E as mais elaboradas:
-
Fiado só para maiores de 90 anos, acompanhados dos pais.
Parece
que esta precaução teve algum contratempo, pois já se encontra a variante:
-
Fiado só para maiores de 90 anos acompanhados dos avós!
Há
variações que exigem leitura cautelosa:
-
Fiado dia sim dia não. Hoje não.
Há
as que perderam um pouco seu objetivo:
-
Fiado é igual à barba, se não cortar só cresce.
Com
essa mania das barbas grandes e bem aparadas, perdeu um pouco sua eficiência e
dá lugar a discussões acaloradas sobre o fiado e o comprimento das barbas.
Para-choque
de caminhão é outra fonte inesgotável de sabedoria e filosofia popular. Quem
nunca viu?
-
Dirigido por mim, guiado por Deus.
-
Não sou o Dono do Mundo... Sou filho do Dono.
-
Mais vale chegar atrasado neste mundo do que adiantado no outro.
-
Uma vantagem dos sem-teto é nunca levar desaforo pra casa.
Como
dizia acima, a minha querida praça também é rica em filosofia e ditos saborosos
que fazem pensar:
-
O cigarro mata a todos, fumantes ou não.
-
Dê valor às pequenas coisas, como seu saldo bancário.
Quem
já foi jovem e teve três empregos e um Volkswagen sabe dar valor as pequenas
coisas.
-
Antes de ser um excelente profissional seja um bom ser humano.
Atingido
em cheio.

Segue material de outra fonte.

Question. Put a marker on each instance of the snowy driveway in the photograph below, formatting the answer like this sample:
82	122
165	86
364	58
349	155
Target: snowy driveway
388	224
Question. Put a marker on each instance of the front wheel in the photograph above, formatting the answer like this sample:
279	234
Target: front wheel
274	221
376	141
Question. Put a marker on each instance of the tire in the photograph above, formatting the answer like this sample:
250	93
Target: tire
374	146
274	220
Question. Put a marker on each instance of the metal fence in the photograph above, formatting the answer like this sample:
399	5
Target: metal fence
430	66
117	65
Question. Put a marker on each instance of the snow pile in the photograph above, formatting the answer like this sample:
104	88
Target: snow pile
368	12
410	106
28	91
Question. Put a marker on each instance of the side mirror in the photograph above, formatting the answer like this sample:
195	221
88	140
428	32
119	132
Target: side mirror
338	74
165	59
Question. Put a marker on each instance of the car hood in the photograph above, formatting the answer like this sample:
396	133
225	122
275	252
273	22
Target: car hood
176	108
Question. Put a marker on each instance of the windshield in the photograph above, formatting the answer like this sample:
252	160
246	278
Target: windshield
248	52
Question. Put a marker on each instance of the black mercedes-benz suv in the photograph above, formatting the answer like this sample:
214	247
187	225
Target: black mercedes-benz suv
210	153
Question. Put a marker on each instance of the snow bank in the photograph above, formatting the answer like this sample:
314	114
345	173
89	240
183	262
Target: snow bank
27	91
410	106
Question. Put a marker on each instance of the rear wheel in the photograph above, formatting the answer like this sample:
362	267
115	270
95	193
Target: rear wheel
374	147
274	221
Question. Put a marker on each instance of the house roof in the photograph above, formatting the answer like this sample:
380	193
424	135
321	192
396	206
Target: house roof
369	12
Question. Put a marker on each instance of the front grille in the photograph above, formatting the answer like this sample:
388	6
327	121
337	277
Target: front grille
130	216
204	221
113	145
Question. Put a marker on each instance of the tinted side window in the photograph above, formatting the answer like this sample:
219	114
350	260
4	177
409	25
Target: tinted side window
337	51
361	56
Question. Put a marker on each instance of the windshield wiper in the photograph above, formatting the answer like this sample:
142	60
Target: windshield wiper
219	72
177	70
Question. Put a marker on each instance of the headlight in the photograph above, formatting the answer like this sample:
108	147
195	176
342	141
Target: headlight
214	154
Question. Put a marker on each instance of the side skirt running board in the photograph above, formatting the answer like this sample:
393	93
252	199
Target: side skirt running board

A Residência médica acelera muito, pelo treinamento em exercício, o
conhecimento e a excelência profissional. O conhecimento chega antes do
compadecimento.
Isso
não envolve o desempenho profissional, atinge é a falta de compaixão, lá no início
da carreira médica. Bons profissionais, competentes cumpridores de seus
deveres, mas arrogantes.
“Si
la jeunesse savais, si la vieillese pouvait”.
Isso
vale para quase tudo na vida, não só a profissão médica. Temos filhos quando
somos jovens e fortes, mas não temos a sabedoria para educá-los. Quem nunca
ouviu que o primeiro filho (o mais velho) deveria ser de celofane para você
poder jogar fora e com ele as besteiras que você fez na educação que lhe deu.
Bem
já andei bastante pela praça, despeço-me do Comendador, dos amigos de quem nem
sei o nome, dos vários e engraçados cachorrinhos e das composteiras. Como diz o samba:
Até
amanhã, se Deus quiser, se não chover, eu volto para te ver... Oh! Linda Praça.